The imperative of probing Lekki is much bigger than the issue of  whether CNN was biased and unprofessional. This imperative is at the heart of the obligation to account to a nation that had just gone through horrendous trauma, ironically, over  failure of elements of its policing institution to respect the duty to account to laws and citizens. In its favour, the federal government can claim credit for the setting up of the tribunal before CNN’s provocation. Now this tribunal must be encouraged to help answer some important questions. First, who mobilised military personnel to Lekki? Did the Governor of Lagos State request  troops to go to Lekki? If he did request for soldiers to support civil authorities to preserve peace, law and order which in certain specific circumstances  the law allows, who  approved his request since he has no powers to mobilise members of the military? Under any circumstances, the issue regarding the mobilisation of the military must be  made public. This administration’s record on the use of the military has been tainted by the killing of hundreds of Shia supporters in 2016 by the military. Some  strategic  allies in the fight against Boko Haram have also expressed much concern over the conduct of our military, and valuable support has been withheld because of the failure to rein-in some of the excesses observed.
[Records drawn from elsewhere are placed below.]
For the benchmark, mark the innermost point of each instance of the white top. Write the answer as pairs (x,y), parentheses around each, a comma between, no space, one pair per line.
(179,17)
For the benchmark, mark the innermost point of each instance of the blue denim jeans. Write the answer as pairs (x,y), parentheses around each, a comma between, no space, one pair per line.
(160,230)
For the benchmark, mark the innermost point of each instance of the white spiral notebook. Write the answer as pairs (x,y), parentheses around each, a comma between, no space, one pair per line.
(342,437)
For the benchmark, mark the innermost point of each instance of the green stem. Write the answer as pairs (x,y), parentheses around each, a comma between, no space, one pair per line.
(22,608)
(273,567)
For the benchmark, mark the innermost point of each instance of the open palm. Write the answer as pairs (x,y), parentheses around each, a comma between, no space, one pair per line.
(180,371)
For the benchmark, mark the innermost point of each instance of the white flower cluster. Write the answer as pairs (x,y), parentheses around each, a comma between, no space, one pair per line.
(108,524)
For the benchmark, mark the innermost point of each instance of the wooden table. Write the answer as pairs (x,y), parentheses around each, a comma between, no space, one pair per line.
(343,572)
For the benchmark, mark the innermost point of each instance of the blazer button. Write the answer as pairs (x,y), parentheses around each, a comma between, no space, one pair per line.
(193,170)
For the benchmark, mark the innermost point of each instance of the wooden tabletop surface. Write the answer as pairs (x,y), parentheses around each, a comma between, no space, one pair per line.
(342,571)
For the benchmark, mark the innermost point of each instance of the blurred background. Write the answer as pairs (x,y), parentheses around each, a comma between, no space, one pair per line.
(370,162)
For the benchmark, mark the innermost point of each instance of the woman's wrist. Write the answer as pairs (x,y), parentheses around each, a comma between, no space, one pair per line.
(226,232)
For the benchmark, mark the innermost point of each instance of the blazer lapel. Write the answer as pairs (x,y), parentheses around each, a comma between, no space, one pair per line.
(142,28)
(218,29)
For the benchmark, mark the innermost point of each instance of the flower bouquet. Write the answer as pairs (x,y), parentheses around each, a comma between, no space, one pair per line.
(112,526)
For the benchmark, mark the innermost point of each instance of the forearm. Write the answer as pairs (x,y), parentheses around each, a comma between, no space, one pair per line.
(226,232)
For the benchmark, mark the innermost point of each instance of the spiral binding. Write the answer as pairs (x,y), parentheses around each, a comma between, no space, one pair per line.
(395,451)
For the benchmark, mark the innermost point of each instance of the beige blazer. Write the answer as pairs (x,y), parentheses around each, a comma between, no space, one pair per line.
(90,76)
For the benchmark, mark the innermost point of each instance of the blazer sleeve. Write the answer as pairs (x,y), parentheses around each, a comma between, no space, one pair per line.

Second, facts related to use of lethal force, deaths and injuries must be established. Those who allege that people have died at Lekki must prove this with evidence. Three, the allegation that police personnel also went to Lekki and shot at protesters must be conclusively probed. Police was at the heart of the protests, and, as we speak, the nation is witnessing  a surge in crimes and leadership of the police literally begging police personnel to resume duties in the nation’s frontline agency for providing public safety.
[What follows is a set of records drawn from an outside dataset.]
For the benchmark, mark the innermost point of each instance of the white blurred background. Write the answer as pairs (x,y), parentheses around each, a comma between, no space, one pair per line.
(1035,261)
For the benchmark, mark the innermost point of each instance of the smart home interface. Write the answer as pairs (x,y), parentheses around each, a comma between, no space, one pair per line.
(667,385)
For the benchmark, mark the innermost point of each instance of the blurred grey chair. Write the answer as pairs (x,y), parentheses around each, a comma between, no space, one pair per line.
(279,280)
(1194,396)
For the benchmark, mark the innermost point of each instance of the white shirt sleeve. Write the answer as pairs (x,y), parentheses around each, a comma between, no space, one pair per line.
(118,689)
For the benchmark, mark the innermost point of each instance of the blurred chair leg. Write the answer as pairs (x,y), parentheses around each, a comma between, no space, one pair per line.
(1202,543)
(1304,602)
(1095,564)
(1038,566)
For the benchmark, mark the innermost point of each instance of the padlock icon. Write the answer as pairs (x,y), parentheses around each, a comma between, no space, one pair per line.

The government’s hand must be strengthened by its ability to be open and accountable, because it also has an obligation to take some tough decisions on matters that are directly related to the protests and  its aftermath. The most challenging obligation will be the prosecution of people who broke laws during the protests and in related activities or during those free-for-alls when some people thought the rule of law had been suspended by a state that had its back against the wall. The huge distance between lawful assembly and the right to peaceful protest which must be upheld, and outrightly illegal and criminal conduct must be probed and those with evidence against them must be held to account. It will be tragic if state agents who broke laws are punished as the #EndSARS protests demanded, and citizens who commit murder, theft, destruction and other crimes are allowed to go unpunished. No international pressure must interfere with this. If there are legitimate concerns regarding the manipulation of social media for subversive and criminal purposes, government needs to do more than suggest that they exist. It needs to prove the harm social media does, and cultivate support to limit the damage it does.

Lekki represents more than an incident. It is a powerful demand for openness and accountability, without which the nation will continue to make unnecessary and grave concessions. It is also an opportunity to redress an untidy balance between a state that is open and accountable, and citizens who live with the privileges and consequences of the rule of law.